Canadian art refers to the visual (including painting, photography, and printmaking) as well as plastic arts (such as sculpture) originating from the geographical area of contemporary Canada. Art in Canada is marked by thousands of years of habitation by First Nations Peoples followed by waves of immigration which included artists of European origins and subsequently by artists with heritage from countries all around the world. The nature of Canadian art reflects these diverse origins, as artists have taken their traditions and adapted these influences to reflect the reality of their lives in Canada.

The Government of Canada has, at times, played a central role in the development of Canadian culture, enabling visual exposure through publications and periodicals, as well as establishing and funding numerous art schools and colleges across the country. The Group of Seven is often considered the first uniquely Canadian artistic group and style of painting; however, this claim is challenged by some scholars and artists. Historically the Catholic Church was the primary patron of art in early Canada, especially Quebec, and in later times artists have combined British, French and American artistic traditions, at times embracing European styles and at other times working to promote nationalism by developing distinctly Canadian styles. Canadian art remains the combination of these various influences.

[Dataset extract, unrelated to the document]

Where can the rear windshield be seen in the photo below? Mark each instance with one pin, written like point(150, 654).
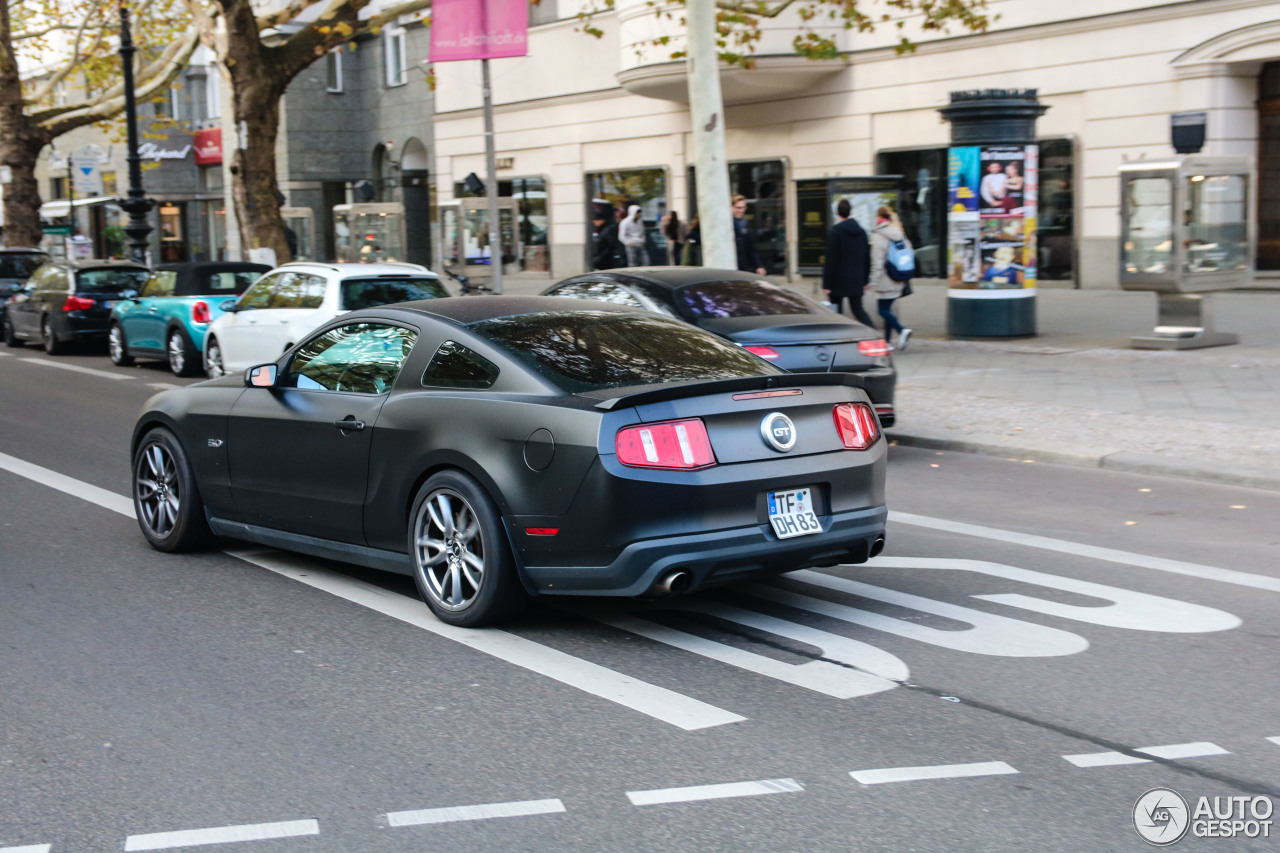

Aboriginal peoples were producing art in the territory that is now called Canada for thousands of years prior to the arrival of European settler colonists and the eventual establishment of Canada as a nation state. Like the peoples that produced them, Indigenous art traditions spanned territories that extended across the current national boundaries between Canada and the United States. Indigenous art traditions are often organized by art historians according to cultural, linguistic or regional groups, the most common regional distinctions being: Northwest Coast, Northwest Plateau, Plains, Eastern Woodlands, Subarctic, and Arctic. As might be expected, art traditions vary enormously amongst and within these diverse groups. One thing that distinguishes Indigenous art from European traditions is a focus on art that tends to be portable and made for the body rather than for architecture, although even this is only a general tendency and not an absolute rule. Indigenous visual art is also often made to be used in conjunction with other arts, for example masks and rattles play an important role in ceremonialism that also involves dance, storytelling and music.